The Honor of Czech Music? Fine, I Quit!

03 December 2007
I just noted that Zdeněk Mácal is now the former conductor of the Czech Philharmonic. Macal was credited with bringing the orchestra back to a former prestige for the first time since the Communist era. But apparently he didn't get on well with critics in Prague. He decided to quit the orchestra unexpectedly in response, some have suggested, to a negative review in Lidové noviny.

The critic, Czech Radio Vltava editor Jindřich Bálek, does underrate the performance, but the review headline is one of those damning by faint praise: "To the honor of Czech music without an exceptional performance." Though this may seem a lukewarm criticism, insulting Czech music can be a major offense (see my post on the "Grand Tradition"). The critic lauds the orchestra for performing "little played" pieces—in this case Dvořák's Symphony No. 2 in B-flat Major and Josef Suk's symphonic poem Zrání—but suggests that they be played in more impressive fashion. "After all, some works needto be rehearsed more, or they are better off left unplayed," he concludes, pointing out a missed opportunity for the orchestra to attract new audiences to classical music since the concert was broadcast on Czech Television.

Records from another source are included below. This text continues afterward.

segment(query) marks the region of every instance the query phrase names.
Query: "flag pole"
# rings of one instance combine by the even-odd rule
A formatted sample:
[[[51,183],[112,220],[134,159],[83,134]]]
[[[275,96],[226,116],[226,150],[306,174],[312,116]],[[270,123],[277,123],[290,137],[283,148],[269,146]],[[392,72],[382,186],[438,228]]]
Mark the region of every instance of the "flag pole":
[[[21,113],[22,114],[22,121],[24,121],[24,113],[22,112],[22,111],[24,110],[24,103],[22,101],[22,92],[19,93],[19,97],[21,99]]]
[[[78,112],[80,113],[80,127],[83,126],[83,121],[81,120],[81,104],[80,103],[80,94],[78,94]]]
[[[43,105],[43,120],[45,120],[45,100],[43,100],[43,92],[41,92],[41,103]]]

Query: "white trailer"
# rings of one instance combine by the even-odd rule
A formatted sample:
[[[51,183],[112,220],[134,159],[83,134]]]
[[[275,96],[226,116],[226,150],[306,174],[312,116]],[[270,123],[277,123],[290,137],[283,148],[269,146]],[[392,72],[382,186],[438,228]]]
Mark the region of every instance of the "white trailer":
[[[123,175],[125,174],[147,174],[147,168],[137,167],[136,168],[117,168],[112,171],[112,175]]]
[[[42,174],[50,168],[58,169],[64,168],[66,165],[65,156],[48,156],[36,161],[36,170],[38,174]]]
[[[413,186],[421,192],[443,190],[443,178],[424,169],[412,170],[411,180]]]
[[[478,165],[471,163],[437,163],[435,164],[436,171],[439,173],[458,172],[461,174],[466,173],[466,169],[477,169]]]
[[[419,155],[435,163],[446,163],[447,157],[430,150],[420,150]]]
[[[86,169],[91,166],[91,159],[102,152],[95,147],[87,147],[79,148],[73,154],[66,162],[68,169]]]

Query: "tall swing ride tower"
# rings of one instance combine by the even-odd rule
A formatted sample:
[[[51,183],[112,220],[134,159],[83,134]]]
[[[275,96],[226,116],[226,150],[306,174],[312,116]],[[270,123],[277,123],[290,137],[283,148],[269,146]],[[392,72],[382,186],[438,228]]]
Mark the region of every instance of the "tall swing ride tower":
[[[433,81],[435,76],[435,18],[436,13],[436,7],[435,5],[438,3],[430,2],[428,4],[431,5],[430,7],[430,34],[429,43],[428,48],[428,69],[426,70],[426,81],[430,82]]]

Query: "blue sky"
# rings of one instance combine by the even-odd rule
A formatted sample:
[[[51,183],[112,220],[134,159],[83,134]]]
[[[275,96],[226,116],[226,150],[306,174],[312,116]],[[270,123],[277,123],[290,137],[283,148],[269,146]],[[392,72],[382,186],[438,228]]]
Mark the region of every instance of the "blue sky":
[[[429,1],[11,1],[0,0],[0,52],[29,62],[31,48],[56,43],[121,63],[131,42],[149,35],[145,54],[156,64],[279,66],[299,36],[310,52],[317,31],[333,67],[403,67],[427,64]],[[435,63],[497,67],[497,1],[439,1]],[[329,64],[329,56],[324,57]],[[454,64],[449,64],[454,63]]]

Václav Riedlbauch, the Orchestra's executive director, told the CTK news service that Mácal "is a very emotional man, and he just reacted to the latest review on Friday the way he reacted." Riedlbauch apparently denied that there was any larger agreement between the conductor and management. I was incredulous, but the Orchestra's Web page does say that Mácal's tenure ended 8 September.